And the diodes will find their ways in to other projects, I'm sure. They just didn't happen to work great for this purpose. It is also possible they just had a bad connection, maybe. Those sockets are more or less useless after they've had components pulled out of them 3 or 4 times.


----------



## Cucurbitam0schata

peccary said:


> my daughter was here watching Sesame Stree


Just rock along with one of their classics for the next demo. "Put Down the Duckie" is a personal fave. Words to live by!


----------



## peccary

I went through a couple of D9Vs today and settled on one with a Vf of .456. The 1N34As were a bit too choppy for me and were cutting off the sustain, especially in the Famous Fender Dead Spot (TM).

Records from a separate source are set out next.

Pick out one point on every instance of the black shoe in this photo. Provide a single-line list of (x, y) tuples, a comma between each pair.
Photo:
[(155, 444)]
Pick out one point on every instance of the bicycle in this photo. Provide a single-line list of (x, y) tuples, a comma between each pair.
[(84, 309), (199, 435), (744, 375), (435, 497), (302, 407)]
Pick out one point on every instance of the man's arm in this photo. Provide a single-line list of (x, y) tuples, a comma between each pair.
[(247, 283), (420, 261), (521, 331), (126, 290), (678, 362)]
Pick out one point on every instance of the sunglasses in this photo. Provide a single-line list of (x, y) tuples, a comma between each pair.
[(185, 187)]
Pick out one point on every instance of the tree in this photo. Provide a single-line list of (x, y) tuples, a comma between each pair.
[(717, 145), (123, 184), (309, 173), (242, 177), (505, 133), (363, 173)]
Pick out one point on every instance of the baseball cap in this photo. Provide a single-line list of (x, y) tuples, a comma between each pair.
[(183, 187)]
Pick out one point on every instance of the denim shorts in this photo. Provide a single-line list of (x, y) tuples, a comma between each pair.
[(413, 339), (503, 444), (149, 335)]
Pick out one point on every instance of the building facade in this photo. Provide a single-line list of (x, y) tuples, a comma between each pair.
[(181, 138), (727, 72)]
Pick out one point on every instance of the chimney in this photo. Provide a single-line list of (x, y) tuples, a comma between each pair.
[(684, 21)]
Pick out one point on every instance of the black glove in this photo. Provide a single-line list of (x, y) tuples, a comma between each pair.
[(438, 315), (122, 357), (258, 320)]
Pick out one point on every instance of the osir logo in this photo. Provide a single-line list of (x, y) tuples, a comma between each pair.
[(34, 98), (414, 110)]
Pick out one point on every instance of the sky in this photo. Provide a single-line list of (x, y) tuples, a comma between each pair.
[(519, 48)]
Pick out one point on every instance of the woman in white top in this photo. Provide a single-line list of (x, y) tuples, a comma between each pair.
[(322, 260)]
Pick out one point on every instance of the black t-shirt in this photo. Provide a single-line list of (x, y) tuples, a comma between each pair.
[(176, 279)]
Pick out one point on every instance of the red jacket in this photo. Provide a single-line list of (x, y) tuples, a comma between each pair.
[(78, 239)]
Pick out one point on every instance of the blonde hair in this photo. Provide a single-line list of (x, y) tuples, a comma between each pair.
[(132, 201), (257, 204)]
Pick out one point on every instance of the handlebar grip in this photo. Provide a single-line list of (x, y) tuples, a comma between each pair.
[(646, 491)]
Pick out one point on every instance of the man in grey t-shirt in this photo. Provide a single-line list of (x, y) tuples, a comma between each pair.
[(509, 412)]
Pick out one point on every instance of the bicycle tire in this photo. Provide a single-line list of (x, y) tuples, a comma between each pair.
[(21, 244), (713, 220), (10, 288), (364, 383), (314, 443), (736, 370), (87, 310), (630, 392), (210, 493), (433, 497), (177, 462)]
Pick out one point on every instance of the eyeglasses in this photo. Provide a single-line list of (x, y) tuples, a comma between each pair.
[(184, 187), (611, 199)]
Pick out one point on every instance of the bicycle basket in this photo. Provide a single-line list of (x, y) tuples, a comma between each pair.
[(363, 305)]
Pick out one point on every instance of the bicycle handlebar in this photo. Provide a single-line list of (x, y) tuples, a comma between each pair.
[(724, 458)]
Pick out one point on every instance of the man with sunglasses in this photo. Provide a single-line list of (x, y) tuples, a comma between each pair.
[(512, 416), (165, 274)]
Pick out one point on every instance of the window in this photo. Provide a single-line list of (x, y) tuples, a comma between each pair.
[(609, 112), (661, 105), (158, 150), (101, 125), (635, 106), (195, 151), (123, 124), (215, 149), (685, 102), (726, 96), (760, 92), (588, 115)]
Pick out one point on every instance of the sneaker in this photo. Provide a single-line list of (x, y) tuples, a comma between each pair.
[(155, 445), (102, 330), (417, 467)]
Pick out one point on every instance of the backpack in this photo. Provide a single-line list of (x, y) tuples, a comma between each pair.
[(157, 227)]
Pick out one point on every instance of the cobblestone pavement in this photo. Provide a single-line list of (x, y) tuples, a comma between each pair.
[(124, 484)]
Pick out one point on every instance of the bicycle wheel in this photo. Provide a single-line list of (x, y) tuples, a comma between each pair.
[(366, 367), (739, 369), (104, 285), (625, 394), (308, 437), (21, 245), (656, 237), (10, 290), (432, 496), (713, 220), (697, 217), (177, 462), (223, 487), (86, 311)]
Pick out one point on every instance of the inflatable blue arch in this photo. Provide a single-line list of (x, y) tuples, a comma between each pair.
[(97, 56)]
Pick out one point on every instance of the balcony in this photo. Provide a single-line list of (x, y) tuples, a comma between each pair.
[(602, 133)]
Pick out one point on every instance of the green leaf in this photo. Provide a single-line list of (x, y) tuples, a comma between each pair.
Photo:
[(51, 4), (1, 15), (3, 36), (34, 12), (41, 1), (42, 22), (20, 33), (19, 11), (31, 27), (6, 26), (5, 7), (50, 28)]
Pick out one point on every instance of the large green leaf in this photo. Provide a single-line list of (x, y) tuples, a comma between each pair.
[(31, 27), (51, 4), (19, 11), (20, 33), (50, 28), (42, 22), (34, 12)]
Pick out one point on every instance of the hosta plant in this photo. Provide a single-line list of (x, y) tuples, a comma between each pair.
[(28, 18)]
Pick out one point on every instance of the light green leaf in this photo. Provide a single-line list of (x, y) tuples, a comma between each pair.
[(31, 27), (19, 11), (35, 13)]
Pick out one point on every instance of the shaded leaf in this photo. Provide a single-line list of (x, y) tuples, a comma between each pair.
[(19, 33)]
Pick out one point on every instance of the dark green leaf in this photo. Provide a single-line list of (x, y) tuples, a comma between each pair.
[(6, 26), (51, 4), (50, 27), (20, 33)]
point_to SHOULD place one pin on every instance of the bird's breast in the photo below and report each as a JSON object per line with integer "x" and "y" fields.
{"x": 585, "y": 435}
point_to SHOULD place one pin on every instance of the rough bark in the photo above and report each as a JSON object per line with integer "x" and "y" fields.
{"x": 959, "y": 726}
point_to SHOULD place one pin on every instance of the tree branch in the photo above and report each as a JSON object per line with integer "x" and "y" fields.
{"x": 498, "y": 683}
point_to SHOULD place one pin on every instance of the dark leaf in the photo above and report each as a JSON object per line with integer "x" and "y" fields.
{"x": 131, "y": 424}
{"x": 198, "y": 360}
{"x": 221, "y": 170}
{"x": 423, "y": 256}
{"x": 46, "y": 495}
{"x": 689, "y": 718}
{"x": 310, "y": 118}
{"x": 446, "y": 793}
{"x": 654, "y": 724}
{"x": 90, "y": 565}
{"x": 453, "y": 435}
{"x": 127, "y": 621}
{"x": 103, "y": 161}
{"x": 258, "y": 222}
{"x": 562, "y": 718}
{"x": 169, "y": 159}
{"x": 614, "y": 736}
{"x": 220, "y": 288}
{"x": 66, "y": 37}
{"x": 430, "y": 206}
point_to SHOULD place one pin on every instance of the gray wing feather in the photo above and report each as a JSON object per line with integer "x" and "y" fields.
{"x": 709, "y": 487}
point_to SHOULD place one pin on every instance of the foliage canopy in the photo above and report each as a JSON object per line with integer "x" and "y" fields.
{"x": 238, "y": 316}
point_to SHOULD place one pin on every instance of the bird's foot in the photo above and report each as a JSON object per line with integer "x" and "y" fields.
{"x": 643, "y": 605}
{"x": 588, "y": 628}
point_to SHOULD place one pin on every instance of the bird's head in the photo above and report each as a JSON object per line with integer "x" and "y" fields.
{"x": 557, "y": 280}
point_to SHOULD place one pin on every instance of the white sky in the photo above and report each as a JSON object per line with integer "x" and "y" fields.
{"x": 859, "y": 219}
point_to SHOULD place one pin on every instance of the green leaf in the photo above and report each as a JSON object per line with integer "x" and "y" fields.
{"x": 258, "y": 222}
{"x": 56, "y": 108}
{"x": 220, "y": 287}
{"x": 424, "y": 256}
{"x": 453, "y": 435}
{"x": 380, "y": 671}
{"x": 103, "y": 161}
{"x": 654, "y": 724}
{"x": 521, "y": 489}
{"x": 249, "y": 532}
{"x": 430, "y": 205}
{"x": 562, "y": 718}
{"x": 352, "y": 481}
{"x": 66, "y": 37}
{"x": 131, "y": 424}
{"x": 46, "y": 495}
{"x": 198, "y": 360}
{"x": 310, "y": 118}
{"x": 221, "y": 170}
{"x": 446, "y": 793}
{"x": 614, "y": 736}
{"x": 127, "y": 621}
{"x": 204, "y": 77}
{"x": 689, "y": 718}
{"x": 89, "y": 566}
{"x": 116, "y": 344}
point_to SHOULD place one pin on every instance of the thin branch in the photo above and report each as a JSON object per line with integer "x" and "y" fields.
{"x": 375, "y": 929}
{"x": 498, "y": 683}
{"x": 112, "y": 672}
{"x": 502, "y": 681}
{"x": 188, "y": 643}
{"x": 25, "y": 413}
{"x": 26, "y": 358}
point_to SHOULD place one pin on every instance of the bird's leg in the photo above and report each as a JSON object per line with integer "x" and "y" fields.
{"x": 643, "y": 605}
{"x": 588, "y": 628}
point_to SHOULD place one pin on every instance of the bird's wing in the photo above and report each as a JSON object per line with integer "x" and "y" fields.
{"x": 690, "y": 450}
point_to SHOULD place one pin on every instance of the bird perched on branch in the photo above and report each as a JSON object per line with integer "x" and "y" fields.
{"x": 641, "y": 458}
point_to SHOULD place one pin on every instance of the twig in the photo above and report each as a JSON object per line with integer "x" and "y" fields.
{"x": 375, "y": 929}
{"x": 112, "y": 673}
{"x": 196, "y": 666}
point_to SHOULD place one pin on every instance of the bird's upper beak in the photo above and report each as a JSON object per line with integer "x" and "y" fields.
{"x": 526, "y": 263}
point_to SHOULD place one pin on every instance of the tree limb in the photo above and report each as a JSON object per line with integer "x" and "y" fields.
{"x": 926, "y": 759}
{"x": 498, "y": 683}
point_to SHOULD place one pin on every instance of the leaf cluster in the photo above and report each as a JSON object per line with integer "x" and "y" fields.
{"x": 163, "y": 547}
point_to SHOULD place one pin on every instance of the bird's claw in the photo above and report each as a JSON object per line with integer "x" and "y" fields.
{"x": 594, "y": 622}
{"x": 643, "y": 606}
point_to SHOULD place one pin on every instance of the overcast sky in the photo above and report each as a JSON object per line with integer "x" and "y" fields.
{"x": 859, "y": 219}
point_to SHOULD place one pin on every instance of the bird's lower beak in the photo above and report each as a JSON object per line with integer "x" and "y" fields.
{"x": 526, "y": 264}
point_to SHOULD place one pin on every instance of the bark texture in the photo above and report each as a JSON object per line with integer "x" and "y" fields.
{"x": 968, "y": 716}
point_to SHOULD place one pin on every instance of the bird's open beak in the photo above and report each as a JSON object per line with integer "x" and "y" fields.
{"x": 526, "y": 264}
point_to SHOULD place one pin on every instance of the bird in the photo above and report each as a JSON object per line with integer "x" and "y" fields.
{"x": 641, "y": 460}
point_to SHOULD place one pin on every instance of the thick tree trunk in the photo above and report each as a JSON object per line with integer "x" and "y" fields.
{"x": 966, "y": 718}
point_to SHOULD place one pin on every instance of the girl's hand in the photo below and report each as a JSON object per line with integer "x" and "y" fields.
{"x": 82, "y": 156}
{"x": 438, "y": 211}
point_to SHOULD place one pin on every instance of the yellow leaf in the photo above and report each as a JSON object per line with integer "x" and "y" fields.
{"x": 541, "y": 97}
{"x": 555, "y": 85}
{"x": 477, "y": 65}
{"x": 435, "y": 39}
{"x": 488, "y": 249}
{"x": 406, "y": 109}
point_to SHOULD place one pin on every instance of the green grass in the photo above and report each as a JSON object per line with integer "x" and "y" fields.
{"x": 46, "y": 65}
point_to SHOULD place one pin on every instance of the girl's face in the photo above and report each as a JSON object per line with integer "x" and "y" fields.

In the video above you can hear the gating happening quite a lot towards the end of the video, though it is happening throughout as well.

This video below you can hear how the hard gating has backed way off and things flow through a bit more organically and there's no real note chopping happening, which I prefer on bass. 

Just for reference, both of these videos were taken with an 04 Fender P bass with Lindy Fralin pickups and TI Jazz Flats.

https://photos.app.goo.gl/CJYuXHqjRckLuybS8


----------



## Chuck D. Bones

With that diode, it's all about the leakage.  The circuit uses the diode's leakage to compensate for Q3's leakage.  Check Q3's collector voltage with each diode.  I don't have a magic number for collector voltage, but you know it when you hear it.


----------



## peccary

Chuck D. Bones said:


> With that diode, it's all about the leakage.  The circuit uses the diode's leakage to compensate for Q3's leakage.  Check Q3's collector voltage with each diode.  I don't have a magic number for collector voltage, but you know it when you hear it.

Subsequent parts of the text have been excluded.